Daniel E. Kremens, MD, JD: There’s a form of apomorphine that’s available in Europe, not used as an on-demand therapy, but as a continual treatment for Parkinson’s disease. It’s a subcutaneous infusion. Could you speak a minute on that, please?
Rajeev Kumar, MD: Sure. [Apomorphine] subcutaneous infusion has been available in Europe for more than 20 years. I briefly used it experimentally as a Fellow in movement disorders. In the last 4 years approximately, we’ve done long-term open-label studies in the United States. I’ve had several patients in clinical trials receiving [apomorphine] subcutaneous continuous infusion with a pump similar to an insulin infusion pump and much tinier than the pump used for Duopa [carbidopa/levodopa] therapy.
The medication is administered via a very thin small needle that is applied underneath the skin of either the abdomen, upper thigh, or upper back. Most patients can manage this independently. Some patients would like to have a caregiver apply this. Usually they have a continuous infusion during the waking hours of the day. Most patients start it first thing in the morning and discontinue it at bedtime. In Europe, many patients have used it around-the-clock to also improve nocturnal akinesia. Due to being a continuously administered product, it is not designed for acute treatment of OFF episodes. Although, there is the option to administer a bolus dose on top of the continuous infusion to improve OFF episodes at that time without repoking yourself. That is a nice option when you already have the needle in place.

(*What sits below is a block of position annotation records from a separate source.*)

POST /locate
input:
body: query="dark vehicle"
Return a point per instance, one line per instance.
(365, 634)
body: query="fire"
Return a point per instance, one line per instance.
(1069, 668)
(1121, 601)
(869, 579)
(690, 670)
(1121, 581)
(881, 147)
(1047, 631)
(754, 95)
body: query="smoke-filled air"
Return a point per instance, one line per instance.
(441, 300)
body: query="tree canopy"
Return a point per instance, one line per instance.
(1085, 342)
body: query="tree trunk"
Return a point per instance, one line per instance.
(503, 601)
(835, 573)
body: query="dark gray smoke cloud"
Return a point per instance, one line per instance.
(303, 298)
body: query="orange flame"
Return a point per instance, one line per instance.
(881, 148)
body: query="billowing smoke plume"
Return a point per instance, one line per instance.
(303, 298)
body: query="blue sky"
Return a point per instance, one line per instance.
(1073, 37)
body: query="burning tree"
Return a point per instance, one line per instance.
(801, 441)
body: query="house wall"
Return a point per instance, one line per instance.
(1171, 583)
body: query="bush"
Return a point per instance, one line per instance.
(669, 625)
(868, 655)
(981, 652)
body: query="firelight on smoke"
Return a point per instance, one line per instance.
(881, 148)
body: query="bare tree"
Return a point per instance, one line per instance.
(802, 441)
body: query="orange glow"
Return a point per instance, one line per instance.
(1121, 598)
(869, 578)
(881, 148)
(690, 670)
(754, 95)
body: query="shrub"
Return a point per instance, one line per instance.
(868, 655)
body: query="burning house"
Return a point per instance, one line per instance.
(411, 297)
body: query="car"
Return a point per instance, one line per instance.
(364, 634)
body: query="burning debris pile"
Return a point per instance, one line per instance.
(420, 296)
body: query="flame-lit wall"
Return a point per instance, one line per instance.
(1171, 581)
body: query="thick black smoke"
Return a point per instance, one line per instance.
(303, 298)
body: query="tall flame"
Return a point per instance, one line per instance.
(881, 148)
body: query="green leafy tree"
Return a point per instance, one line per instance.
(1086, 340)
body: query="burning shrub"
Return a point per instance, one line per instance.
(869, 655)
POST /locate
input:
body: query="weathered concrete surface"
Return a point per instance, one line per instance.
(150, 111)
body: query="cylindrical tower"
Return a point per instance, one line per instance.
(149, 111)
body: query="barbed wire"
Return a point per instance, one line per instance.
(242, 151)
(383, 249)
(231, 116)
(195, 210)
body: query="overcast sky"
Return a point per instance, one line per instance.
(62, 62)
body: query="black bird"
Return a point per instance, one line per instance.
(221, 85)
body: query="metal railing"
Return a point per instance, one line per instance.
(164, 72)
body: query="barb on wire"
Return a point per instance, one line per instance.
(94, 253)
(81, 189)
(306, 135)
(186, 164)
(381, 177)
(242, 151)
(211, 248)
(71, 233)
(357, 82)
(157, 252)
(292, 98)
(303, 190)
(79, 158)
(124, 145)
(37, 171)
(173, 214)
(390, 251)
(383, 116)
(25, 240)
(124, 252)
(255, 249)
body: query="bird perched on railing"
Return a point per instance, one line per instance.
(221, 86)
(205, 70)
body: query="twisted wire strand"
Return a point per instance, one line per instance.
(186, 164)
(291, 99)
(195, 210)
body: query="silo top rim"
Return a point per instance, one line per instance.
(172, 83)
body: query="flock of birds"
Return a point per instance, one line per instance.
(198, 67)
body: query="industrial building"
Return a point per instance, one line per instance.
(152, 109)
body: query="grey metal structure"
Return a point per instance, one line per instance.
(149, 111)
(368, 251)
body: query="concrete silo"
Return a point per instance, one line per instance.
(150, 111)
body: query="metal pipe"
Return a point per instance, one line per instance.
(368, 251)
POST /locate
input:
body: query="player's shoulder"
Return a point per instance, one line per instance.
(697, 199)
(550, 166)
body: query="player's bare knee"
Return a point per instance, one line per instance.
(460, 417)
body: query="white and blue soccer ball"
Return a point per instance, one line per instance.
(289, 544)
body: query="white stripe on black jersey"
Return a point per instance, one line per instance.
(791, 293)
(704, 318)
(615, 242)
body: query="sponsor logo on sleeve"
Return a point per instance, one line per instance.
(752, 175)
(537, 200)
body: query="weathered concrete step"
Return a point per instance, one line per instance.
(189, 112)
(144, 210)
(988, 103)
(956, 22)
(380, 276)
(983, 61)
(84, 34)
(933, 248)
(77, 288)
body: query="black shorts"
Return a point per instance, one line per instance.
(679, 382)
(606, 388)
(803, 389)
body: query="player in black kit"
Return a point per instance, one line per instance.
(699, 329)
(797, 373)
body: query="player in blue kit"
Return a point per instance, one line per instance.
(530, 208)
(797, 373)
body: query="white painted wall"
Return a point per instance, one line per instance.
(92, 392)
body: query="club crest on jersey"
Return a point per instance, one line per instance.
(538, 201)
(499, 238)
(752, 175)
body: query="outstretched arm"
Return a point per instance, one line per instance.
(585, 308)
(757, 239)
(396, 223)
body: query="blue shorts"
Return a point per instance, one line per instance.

It can result in a clinically significant reduction in OFF time. If we were to look at the TOLEDO study, a European publication of a multicenter study in which there was double-blinded application of the pump, there was an OFF time reduction of more than 2 hours compared to placebo. That’s a very large and clinically important benefit. In many countries in Europe, this form of device-aided therapy is used in a widespread manner. It is pretty much mandatory in some countries, for example the United Kingdom, prior to considering either Duopa therapy or deep brain stimulation. It’s quite manageable for patients and caregivers, and it’s certainly easily reversible and less invasive.
It’s not that difficult to initiate. In Europe, they tend to initiate it very rapidly, typically in a hospital or an accelerated outpatient setting. In the clinical trials—and as it will probably be administered in the United States once hopefully approved next year—it will be administered through gradual titration, usually in visits every few days to a week, in which the pump rate is increased and oral drug dose is reduced. The goal is to continue a stable ON response. To do so, often the dose of the intermittent levodopa needs to be reduced to prevent overshooting. It does reduce dyskinesia, prevents undershooting, and reduces OFF time. Some patients, in my experience and in the European experience, could get rid of almost all or all the oral levodopa. If you’re able to do so, that produces a very smooth continuous ON response. You can achieve the sweet spot ON state without dyskinesia all day long. That’s the ideal patient. Not all patients can achieve that.
Daniel E. Kremens, MD, JD: In general, it does still have the typical [adverse] effects that we see with dopamine agonists. Additionally, there have been some reports of nodules at the site of the subcutaneous needle. However, there are also some data that suggest with proper skin hygiene you can help reduce that nodule problem.
Rajeev Kumar, MD: The cutaneous problems are quite manageable, not only with hygiene but also by massaging the nodules. Usually the nodules are quite painless, which is good. It should be kept more in mind that with any dopaminergic medication, including intermittent Apokyn [apomorphine hydrochloride subcutaneous injection] and more importantly subcutaneous continuous infusion of apomorphine, impulse control disorder is a risk. Patients should be warned about this and monitored for the development of impulse control disorder with apomorphine subcutaneous but especially with continuous infusion.
Daniel E. Kremens, MD, JD: Well, that was a great discussion about apomorphine. It’s wonderful to have such an old drug resurging again. We’ve had Apokyn for a while. We’re now going to have Kynmobi [sublingual apomorphine hydrochloride]. Hopefully in the future, we’re going to have in the US the subcutaneous continuous infusion formulation, commercially known in Europe as APO-go.